Completamente. Seus olhos são verdes sim, mas não a íris ou a pupila, todo o seu globo ocular é de um verde hepático, doente, como sempre deve ter sido aquela mocinha protegida por sua mãe, a doida.

E como fala o povo e o povo fala mesmo, já andam dizendo por aí que as vistas de Rosarinho foram roubadas por alguém para quem ela abriu os olhos. E danaram-se a especular quem roubou as vistas da menina. Mas isso é outra história.

9 comentários:

Unknown disse...

Morgana parabéns...meus olhos , que não são verdes, ficaram grudadinhos na história de Rosarinho.
Seu passeio é gostoso com as
palavras.
Besitos da amiga do Orkut,
Christinna Costa.

MARIAESCREVINHADORA disse...

Muito bonito o seu jeito de contar, Morgana. Prende do começo ao fim.
Adorei.

Ventura Picasso disse...

Como sempre, não posso desviar o olhar, quando vc conta um conto.
Parabens!
Bjussssssssss

Vitor Bricio disse...

É assim: Verde. Seus olhos não são cegos pra mim que não protejo os meus...Nem a mim, verde. Eu protejo errado.

José Calvino disse...

Querida Morgana,
Em todos os seus contos, a criatividade e a vivência estão presentes. "Os olhos verdes de Rosário", denota a sutileza do seu conto, singularmente belo.
Parabéns, escritoramiga!
Beijos do,
José Calvino

Erick Costa (erickcosta.zip.net) disse...

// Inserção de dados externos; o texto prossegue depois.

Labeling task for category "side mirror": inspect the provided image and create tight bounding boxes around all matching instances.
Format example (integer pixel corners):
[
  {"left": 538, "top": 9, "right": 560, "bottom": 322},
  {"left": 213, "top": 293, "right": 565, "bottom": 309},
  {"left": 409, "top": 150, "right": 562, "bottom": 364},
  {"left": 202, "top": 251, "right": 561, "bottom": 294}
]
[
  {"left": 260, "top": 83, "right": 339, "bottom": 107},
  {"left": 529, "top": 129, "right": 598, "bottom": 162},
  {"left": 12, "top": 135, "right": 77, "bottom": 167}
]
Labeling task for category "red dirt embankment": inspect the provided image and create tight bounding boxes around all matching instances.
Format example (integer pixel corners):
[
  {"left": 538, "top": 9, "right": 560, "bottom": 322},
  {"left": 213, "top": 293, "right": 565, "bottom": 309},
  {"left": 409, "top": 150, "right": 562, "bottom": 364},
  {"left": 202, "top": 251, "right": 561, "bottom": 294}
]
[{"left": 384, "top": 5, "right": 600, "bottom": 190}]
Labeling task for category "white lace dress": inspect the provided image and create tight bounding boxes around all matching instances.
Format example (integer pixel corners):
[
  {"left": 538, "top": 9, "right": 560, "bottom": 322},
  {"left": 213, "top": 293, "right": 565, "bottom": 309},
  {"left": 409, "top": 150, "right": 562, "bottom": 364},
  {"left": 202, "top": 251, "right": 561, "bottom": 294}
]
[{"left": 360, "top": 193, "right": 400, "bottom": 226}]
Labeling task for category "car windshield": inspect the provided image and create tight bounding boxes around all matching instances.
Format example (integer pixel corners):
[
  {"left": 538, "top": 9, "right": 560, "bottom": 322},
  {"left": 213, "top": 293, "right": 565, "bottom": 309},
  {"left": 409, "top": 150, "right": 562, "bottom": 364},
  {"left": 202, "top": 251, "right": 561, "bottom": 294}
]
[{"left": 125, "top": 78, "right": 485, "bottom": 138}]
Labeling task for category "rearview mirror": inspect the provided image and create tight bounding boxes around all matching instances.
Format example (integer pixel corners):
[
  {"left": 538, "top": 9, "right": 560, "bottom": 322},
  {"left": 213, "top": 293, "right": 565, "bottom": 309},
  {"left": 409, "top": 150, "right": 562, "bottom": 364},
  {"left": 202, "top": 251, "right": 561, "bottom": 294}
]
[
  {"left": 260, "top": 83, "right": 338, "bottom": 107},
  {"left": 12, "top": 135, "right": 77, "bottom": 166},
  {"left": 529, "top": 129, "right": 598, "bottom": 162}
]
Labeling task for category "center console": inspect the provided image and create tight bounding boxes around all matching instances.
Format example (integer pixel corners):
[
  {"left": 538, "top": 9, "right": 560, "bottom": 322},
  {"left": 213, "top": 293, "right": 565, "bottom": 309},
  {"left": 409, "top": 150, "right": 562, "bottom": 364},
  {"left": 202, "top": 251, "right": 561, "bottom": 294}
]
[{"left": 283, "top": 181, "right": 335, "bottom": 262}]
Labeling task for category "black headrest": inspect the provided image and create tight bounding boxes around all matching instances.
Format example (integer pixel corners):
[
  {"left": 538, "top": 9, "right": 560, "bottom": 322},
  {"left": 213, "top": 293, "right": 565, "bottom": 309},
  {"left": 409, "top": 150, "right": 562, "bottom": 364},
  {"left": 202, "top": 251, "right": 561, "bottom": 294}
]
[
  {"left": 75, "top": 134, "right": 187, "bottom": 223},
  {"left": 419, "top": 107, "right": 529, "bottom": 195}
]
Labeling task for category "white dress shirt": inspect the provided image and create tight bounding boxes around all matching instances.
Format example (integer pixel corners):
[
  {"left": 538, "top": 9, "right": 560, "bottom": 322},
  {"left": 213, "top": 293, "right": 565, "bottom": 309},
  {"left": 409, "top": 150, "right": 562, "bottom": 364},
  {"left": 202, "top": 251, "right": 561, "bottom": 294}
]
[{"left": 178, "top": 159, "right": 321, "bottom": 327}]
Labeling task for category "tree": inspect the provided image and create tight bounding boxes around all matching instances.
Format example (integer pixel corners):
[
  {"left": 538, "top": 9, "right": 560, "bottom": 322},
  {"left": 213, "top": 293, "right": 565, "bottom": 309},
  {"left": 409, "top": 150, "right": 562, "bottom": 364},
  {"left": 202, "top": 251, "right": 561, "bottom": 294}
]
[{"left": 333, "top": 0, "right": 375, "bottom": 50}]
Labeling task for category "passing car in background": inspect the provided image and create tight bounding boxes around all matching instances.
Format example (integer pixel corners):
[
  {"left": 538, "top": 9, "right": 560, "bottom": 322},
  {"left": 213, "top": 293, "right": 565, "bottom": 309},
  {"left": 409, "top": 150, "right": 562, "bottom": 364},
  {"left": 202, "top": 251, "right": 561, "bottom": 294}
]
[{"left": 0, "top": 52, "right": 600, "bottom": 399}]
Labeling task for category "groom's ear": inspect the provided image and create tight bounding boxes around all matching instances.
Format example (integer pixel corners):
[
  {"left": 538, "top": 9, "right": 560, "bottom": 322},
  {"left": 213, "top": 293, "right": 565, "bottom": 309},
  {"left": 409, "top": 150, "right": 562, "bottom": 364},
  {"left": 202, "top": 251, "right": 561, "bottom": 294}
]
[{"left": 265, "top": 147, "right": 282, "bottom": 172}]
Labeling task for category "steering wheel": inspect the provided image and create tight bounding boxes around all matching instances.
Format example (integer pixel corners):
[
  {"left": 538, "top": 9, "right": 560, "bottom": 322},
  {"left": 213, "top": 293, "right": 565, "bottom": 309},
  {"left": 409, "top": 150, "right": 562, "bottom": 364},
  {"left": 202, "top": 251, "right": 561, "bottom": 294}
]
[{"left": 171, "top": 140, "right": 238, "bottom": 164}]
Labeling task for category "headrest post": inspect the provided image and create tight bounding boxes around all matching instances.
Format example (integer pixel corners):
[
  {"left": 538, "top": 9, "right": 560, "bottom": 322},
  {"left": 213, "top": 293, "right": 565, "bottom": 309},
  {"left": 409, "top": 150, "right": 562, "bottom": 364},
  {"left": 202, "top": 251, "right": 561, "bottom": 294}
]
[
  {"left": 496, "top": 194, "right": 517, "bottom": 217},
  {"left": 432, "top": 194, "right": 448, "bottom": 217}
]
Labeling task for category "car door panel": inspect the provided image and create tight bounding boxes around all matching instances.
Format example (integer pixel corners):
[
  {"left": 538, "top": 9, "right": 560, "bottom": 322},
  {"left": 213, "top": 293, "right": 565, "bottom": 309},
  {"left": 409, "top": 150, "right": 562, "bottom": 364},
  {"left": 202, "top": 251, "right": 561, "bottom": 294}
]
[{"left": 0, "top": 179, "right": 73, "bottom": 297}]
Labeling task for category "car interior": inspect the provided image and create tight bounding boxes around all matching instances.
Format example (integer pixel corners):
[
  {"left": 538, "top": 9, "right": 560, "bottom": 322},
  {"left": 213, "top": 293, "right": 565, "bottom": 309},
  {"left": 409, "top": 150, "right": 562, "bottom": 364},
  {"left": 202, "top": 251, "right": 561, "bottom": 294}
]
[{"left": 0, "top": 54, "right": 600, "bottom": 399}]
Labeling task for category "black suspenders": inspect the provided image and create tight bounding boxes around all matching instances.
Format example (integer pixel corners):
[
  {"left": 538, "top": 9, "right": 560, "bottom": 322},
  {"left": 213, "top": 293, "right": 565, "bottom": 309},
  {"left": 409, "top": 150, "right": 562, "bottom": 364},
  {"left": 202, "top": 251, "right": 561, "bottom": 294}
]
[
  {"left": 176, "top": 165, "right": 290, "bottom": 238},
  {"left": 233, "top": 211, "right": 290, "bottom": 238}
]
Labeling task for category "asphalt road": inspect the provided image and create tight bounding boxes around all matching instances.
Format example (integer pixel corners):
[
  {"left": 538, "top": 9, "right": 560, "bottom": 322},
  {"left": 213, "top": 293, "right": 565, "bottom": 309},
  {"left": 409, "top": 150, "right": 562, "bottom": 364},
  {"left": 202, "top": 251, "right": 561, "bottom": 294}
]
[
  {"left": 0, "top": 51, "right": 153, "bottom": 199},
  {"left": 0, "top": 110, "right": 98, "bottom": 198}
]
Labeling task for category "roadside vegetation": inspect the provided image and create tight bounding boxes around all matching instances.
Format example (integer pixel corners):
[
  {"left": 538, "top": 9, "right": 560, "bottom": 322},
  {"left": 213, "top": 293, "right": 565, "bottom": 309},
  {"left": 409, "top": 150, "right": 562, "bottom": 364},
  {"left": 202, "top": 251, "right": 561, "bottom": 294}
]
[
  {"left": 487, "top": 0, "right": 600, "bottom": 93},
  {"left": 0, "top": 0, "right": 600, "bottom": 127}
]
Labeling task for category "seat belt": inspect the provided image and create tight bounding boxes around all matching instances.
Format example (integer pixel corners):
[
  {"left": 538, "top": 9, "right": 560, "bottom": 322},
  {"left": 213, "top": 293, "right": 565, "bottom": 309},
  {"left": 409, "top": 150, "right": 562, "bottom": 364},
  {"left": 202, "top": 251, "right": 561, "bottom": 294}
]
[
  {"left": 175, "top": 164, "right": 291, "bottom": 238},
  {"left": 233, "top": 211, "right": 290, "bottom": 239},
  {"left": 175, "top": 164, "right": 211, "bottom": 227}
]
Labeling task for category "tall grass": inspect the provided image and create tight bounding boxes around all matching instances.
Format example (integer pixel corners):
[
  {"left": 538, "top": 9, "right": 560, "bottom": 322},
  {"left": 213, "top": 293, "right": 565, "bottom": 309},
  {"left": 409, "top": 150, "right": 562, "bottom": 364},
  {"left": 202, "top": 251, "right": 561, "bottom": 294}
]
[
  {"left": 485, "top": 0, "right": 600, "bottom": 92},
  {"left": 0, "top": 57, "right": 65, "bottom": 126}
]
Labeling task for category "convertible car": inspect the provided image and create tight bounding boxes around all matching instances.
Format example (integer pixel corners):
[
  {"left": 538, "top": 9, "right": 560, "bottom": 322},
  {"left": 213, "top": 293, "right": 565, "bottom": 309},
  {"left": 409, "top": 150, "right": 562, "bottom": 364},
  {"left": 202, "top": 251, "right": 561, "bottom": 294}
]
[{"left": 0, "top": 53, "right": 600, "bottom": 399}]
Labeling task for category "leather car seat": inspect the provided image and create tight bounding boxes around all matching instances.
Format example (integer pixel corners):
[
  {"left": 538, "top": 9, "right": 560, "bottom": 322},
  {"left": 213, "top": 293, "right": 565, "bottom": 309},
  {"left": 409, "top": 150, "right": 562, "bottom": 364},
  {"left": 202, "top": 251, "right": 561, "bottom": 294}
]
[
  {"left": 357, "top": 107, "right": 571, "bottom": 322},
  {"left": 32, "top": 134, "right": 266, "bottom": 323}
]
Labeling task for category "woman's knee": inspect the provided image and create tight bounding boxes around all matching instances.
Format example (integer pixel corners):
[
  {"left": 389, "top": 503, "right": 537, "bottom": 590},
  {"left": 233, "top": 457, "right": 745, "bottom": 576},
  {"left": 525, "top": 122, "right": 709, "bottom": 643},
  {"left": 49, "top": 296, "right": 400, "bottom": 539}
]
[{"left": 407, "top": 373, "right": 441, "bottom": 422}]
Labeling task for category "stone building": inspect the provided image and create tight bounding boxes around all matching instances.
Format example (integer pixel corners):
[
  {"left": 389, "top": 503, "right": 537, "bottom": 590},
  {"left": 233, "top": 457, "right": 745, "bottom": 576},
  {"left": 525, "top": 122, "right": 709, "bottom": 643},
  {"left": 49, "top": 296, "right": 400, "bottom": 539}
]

Adorei...meus olhos esverdeados ficaram grudados as palavras lá escritas.
Um beijo!

victorvapf disse...

Escritora porreta! Vai escrever bem assim, la na, nao sei aonde!!!

Doroni Hilgenberg disse...

Morgana,

Beleza de conto

Uma mãe, quer seja rica ou pobre, sempre defende sua cria, e quando esta é cega então, a defesa é dobrada. E agora que se foi... a história merece continuação
bjs
Doroni

Clodos Paiva disse...

Muito legais, os seus contos.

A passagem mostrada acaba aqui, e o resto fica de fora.